Observó a Ramose, que parecía concentrado, la cara totalmente en las sombras y los largos dedos de la mano derecha inmóviles en la mesa a plena luz de la lámpara. Ahmose se encontró pensando en su hermana, viendo la misma mano, más delgada y juvenil, cubierta de anillos brillantes, en gesto protector sobre el hombro desnudo de Tani, una mañana llena de luz del sol. Esperó. Al rato los dedos tamborilearon en la mesa y se retiraron.

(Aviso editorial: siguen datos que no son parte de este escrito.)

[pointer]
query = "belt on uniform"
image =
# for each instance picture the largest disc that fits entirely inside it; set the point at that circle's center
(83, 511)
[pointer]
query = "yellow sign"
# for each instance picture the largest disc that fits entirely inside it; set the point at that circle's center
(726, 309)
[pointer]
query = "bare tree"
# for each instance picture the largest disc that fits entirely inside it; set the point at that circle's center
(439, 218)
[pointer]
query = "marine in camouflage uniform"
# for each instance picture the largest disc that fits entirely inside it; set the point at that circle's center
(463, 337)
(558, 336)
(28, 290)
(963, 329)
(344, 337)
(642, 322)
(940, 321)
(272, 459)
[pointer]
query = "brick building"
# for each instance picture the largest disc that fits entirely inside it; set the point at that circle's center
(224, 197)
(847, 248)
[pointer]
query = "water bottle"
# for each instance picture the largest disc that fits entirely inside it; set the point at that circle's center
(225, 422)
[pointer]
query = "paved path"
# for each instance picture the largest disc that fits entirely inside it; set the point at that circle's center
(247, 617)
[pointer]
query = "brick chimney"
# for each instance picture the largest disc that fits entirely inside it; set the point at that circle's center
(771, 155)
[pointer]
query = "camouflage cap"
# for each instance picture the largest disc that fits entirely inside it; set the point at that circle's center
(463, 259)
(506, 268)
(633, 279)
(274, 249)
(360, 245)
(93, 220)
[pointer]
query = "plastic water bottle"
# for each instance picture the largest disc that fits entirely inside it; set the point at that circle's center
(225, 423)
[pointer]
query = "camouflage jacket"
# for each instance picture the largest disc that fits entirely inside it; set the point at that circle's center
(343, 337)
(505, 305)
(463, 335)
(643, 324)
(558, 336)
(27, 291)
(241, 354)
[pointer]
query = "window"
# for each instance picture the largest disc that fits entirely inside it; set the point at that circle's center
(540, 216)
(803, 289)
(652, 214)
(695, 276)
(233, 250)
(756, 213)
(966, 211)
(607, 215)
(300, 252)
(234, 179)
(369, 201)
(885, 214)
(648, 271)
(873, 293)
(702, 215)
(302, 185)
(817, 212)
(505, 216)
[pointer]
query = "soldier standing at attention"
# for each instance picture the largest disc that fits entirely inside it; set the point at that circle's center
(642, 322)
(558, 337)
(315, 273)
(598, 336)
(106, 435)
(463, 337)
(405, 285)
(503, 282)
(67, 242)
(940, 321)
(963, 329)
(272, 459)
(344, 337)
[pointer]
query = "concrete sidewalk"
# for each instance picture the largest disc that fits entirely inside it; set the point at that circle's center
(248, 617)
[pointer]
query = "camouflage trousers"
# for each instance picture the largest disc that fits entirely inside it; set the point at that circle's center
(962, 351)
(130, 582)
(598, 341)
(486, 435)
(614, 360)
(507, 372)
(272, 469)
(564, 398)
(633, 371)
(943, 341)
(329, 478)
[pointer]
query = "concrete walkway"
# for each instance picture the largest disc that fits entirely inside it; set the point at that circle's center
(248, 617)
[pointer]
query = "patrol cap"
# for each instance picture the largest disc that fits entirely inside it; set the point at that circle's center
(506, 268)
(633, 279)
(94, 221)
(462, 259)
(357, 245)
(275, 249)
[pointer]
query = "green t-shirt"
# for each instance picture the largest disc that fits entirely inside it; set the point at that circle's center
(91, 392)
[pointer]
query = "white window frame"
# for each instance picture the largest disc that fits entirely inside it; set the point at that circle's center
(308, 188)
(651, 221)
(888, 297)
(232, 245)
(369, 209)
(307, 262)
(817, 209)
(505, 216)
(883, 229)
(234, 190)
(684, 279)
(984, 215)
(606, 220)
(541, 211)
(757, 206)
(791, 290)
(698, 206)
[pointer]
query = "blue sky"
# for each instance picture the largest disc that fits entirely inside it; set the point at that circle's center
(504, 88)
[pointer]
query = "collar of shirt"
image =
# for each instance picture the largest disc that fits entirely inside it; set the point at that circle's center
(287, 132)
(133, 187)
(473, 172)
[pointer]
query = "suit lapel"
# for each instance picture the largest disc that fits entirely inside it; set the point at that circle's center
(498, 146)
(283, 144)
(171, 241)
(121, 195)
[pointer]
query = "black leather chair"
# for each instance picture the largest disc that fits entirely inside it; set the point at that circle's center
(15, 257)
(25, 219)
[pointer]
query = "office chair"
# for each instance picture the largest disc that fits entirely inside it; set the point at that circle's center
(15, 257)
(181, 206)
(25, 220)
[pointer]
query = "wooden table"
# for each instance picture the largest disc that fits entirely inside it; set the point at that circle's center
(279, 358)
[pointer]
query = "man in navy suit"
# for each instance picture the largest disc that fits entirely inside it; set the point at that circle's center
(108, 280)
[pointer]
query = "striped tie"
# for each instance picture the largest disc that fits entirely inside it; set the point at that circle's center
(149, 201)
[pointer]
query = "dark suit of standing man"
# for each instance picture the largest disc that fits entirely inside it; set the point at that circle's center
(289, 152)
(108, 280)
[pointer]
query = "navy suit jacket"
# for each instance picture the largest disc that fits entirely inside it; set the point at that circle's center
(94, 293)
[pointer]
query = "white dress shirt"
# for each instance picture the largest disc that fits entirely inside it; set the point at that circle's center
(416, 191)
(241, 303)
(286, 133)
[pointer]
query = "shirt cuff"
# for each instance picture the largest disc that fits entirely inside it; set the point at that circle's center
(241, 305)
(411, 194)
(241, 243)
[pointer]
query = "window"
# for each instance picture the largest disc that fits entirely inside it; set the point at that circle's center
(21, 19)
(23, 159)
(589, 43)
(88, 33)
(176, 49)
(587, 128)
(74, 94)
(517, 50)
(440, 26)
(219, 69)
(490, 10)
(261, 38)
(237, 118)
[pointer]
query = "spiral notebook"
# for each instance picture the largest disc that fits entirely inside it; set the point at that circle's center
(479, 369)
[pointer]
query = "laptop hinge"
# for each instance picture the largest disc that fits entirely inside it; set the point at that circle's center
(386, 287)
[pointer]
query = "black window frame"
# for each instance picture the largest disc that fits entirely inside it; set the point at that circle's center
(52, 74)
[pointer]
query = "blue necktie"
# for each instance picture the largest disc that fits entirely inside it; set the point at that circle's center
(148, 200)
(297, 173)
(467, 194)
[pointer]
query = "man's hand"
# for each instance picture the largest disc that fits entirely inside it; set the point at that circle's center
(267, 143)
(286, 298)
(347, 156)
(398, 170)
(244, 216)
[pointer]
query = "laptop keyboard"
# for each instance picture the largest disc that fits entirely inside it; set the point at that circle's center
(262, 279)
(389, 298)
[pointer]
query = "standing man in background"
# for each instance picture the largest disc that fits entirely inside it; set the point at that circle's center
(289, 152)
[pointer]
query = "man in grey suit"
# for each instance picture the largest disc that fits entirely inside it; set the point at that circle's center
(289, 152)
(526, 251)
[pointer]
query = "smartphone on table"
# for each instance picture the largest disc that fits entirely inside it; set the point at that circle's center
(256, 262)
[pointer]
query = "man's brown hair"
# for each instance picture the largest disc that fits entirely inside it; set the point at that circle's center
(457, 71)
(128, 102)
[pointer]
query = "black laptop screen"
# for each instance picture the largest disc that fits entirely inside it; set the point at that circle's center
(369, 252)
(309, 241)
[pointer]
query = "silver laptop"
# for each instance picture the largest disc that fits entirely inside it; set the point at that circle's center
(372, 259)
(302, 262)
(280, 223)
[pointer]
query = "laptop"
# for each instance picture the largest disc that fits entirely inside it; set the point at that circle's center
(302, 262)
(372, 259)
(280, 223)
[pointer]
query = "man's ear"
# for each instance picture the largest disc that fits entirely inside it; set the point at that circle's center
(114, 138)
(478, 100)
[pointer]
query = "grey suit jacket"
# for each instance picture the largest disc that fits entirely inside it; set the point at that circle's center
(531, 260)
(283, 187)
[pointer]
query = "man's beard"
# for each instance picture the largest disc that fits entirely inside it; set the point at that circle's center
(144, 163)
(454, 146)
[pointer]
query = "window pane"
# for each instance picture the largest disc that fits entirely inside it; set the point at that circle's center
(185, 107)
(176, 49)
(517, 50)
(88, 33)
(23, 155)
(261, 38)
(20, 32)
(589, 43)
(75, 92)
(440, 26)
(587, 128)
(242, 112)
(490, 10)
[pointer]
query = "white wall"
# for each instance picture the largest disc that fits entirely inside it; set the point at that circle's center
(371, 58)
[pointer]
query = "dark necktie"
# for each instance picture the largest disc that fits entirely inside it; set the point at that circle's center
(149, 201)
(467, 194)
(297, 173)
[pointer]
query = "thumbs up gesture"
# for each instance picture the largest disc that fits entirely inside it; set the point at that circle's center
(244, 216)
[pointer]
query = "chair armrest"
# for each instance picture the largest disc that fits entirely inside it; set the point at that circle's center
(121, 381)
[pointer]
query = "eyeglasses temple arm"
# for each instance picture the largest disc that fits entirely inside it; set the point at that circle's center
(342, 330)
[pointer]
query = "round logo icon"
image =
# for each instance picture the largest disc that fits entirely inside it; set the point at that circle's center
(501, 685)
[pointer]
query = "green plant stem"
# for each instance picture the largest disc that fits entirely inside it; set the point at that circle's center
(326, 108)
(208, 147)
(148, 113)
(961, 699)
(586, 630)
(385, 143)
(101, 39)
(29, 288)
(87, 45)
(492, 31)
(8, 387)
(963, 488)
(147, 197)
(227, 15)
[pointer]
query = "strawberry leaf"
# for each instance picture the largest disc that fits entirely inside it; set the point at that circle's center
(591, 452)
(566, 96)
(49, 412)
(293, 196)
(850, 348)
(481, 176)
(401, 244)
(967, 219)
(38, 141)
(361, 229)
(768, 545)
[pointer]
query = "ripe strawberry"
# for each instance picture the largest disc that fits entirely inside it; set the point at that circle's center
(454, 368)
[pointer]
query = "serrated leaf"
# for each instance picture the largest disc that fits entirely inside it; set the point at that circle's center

—Creo que tienes razón —dijo Ramose lentamente—; Sin embargo, Majestad, podrías tomar esto en cuenta. Aplica una estrategia inversa. En vez de tratar de abrir los canales de riego, fondea parte de la flota en el afluente que hay frente a ellos e impide que los abran cuando comience la inundación. Impide que entre agua no sólo en el montículo norte sino también en el otro. —Se inclinó dejándose alumbrar por la lámpara—. Todas las zonas rodeadas de muros están superpobladas. Tú oíste a Sebek-Nakht: en Het-Uart, incluso derriban los templos mortuorios para tener más espacio. ¿Qué bebe la gente? No hay fuentes de agua en las ciudadelas de los setiu. El agua debe de venir de los pozos y deben de complementarlos con el agua de los afluentes cada invierno cuando Isis llora. Ciérralos. Impide la afluencia de agua fresca. Ya has decidido continuar el sitio y las campañas en el Delta durante la inundación. Siempre hemos retrocedido durante la estación de la inundación y entonces Het-Uart se abastece de agua. Este año será diferente. ¡Qué sufran la sed!
Ahmose le miró fijamente.
—La verdad es que éste ha sido un día de frustraciones y esperanzas —murmuró. Se puso de pie e inmediatamente Ramose se alzó también—. Inspeccionaré el regalo más bien macabro de Abana y luego nos acostaremos agradecidos de poder descansar —dijo—. Gracias por tu consejo. —Ramose se inclinó y juntos salieron al aire tibio de la noche.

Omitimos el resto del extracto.